The cultivation of grapes and wine-producing throughout the Bulgarian lands find their origin in the high antiquity. Indisputable proofs about that are the archaeological finds, preserved until nowadays.

In the antiquity the today’s Bulgarian lands were inhabited by the Thracians. The first pieces of information about the wine-producing of the Thracians we encounter in the poems of Homer – the “Iliad” and the “Odyssey”. The wall inscriptions in the Kazanlak tomb, the images on the items of the Panagyurishte golden treasure, exhibited in a number of towns in Europe, Asia and America testify that the grapes and the wine have taken an important place in the life of the Thracians. The Thracian tribes worshipped the god Dyonissios as the patron of viticulture and wine-producing. With the establishment of the Bulgarian state in 681 AD the Bulgarians inherited the experience and the traditions of the local population in the cultivation of grapes and wine-producing. The winery that was found in the region of Preslav dating back from the VII – X century AD is a testimony of that.

In the Middle ages the greater part of the vineyards were possession of the monasteries. The produced wines were famous of their high qualities, glorified by the poets. Theophilactes described with admiration the light and pleasant wine that he drank in southern Bulgaria. For five centuries (1396 – 1878 AD) Bulgaria was under the Ottoman yoke and although the Koran prohibits drinking of wine the state Ottoman documents testify, that the Bulgarians were permitted cultivating grapes and producing wine.In the end of the XIX and in the beginning of the XX century a new way of vine cultivation and wine-producing was adopted.
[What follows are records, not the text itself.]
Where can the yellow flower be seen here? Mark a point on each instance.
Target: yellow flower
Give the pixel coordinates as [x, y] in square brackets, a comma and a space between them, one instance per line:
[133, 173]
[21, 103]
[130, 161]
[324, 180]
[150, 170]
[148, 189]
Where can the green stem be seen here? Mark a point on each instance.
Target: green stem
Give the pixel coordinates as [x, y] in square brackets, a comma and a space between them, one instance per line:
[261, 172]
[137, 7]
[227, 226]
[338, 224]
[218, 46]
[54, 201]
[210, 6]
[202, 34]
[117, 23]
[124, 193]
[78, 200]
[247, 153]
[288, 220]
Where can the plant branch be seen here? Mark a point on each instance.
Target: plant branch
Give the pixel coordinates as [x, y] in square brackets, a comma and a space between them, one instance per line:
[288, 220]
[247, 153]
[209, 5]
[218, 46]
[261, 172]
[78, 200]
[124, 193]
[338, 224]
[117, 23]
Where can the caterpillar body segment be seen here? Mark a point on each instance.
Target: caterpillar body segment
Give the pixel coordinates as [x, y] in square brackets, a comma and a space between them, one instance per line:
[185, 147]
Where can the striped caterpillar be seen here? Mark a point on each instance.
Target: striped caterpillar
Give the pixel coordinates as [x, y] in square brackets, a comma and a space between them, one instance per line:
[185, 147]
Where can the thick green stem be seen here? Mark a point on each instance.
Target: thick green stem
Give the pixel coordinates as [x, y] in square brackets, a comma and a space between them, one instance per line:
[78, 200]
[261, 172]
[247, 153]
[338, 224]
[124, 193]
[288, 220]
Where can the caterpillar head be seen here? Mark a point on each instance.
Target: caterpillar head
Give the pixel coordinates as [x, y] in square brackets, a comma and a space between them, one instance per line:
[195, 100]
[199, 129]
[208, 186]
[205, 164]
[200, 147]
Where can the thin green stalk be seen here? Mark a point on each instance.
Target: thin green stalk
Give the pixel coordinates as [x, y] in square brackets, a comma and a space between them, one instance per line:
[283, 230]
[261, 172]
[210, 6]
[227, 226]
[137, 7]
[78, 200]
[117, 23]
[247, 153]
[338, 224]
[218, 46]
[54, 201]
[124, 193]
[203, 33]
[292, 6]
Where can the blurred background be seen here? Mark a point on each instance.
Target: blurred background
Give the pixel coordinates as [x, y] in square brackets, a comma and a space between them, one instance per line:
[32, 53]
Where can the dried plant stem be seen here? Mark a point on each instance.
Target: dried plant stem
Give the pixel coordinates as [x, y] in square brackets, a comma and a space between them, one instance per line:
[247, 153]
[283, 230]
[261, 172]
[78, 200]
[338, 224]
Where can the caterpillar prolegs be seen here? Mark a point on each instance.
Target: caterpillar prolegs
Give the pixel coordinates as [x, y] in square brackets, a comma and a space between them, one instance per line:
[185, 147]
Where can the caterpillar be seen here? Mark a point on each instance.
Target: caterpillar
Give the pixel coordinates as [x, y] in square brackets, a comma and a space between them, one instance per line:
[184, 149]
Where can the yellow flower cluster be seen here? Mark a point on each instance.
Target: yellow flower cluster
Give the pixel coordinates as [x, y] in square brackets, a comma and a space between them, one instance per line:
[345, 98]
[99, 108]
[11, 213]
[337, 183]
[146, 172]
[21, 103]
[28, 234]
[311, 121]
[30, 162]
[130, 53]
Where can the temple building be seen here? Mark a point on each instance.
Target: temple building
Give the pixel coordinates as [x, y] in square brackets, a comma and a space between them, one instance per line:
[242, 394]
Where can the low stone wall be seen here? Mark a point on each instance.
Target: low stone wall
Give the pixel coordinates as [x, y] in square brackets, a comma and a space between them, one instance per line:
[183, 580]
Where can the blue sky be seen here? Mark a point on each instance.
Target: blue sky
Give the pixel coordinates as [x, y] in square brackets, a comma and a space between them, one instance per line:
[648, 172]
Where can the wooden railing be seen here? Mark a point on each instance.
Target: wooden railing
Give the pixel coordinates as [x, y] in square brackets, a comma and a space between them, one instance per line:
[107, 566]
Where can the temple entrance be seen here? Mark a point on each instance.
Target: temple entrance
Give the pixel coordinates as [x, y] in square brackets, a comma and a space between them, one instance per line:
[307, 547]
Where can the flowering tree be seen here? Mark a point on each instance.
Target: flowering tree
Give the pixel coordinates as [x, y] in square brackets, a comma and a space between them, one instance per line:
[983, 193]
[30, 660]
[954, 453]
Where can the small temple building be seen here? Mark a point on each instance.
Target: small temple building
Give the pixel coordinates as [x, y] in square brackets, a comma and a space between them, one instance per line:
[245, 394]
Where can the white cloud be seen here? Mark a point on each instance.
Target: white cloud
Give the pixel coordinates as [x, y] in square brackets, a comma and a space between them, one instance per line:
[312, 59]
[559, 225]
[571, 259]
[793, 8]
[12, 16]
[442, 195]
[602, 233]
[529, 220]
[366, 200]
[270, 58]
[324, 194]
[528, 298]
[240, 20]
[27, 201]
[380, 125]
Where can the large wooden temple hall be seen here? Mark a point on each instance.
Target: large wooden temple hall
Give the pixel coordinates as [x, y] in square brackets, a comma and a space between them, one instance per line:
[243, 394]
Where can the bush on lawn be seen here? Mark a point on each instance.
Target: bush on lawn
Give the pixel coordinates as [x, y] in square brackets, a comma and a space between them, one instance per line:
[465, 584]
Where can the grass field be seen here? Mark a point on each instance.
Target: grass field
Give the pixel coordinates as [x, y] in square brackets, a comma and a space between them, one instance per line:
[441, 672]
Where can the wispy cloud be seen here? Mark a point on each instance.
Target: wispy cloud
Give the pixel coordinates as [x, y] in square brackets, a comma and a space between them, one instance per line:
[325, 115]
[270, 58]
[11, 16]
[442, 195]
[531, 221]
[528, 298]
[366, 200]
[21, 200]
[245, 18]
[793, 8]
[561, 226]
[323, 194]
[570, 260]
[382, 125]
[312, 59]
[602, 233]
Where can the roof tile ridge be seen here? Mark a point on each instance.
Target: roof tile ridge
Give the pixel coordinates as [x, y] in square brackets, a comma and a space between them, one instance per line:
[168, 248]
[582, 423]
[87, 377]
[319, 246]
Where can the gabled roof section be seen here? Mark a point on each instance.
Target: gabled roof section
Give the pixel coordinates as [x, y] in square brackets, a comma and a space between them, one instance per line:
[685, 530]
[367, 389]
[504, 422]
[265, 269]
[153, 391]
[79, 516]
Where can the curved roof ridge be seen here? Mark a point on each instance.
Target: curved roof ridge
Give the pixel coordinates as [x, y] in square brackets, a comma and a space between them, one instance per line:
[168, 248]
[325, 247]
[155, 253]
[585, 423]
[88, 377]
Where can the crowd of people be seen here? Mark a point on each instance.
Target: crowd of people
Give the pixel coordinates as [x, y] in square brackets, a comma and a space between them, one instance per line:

In the co-operative vaults the processing of grapes was carried out by means of the proper technological equipment, upon the compliance with higher hygiene requirements and the application of the achievements of science and practice. All this reflects positively on the formation of quality wines of the “Gamza”, “Pamid”, “Shiroka melnishka”, “Mavrud”, Misket” and “Dimyat” sorts

Wine-producing has found wide reflection in the everyday life of the Bulgarian. A holiday without wine is unthinkable, and the holidays to celebrate in Bulgaria are numerous. With special solemnly is celebrated the day of the viticulturist and wine-producer “Saint Triphon Zarezan”. This original Bulgarian holiday takes place annually on the 14th of February. From times immemorial on this date the people go to the vineyards playing music. The best viticulturist cuts the wine and pours it with wine. A hoop is made from the twigs, which is put on the shoulder, and after the ritual a common rejoicing begins. In an especially solemn way is celebrated as well the beginning of vintage. This day is determined in dependence on the ripening of the grapes. This is a holiday of abundance. Lassies dressed in the traditional way carry heavy vessels of grapes, and after them are moving the cart filled with grapes, and the whole procession directs towards the vaults under the sounds of music.

Wine and Kitchen
 The good relation between meals and wines would not be perfect if some main rules are not to be complied with. The character and the individuality of each wine should harmonize with the flavour and taste of the different meals. It is necessary that parallel relation exist between the taste and the flavour during eating. In some cases, however, an opposition may turn out to be desirable, when a spicy taste opposes to a light and rounded wine.
Ten are the main principles for serving the wines on the table:
  •     start with the light wine before the extraction one;
  •     start with the dry wine and finish with the sweet one;
  •     start with the white wine and finish with the red one;
  •     serve young wines before old ones;
  •     if no different wines are to be served the offered vintage has to be changed;
  •     never serve white liquor wines along with roasted meats and game;
  •     never serve old red wines with sea delicious foods and fish;
  •     the cooled wines should be served before those with room temperature;
  •     every wine should be served in the appropriate season;
  •     never serve only one old wine while eating.
 
   When fish is served it is appropriate to serve white dry wine, the delicious foods should be served as well with white dry wines. If tuna fish is to be served, then it should be offered along with “rose” type of wine or light red wine.
   The roasted meats and game should be served with old extractive wines. The main rule is that upon serving spicy cooked meal they should be combined with dense and aromatic red wines.
   After the main dish cheeses may be offered, as the light and neutral cheeses should be offered with white dry wines, and the spicy and fat cheeses with red wines.
   Fruits should be accompanied by semi-dry and naturally sweet wines. The sparkling wines are not appropriate for serving with fruits.
   An important condition upon preparing the table is the temperature of the served wines. The white wines can be served at temperature of 10 to 12° C and the red ones at 14 to 16° C. The naturally froth wines are to be served at temperature of 8-10° C. The temperature may be lower when the quantity of the residual sugar increases.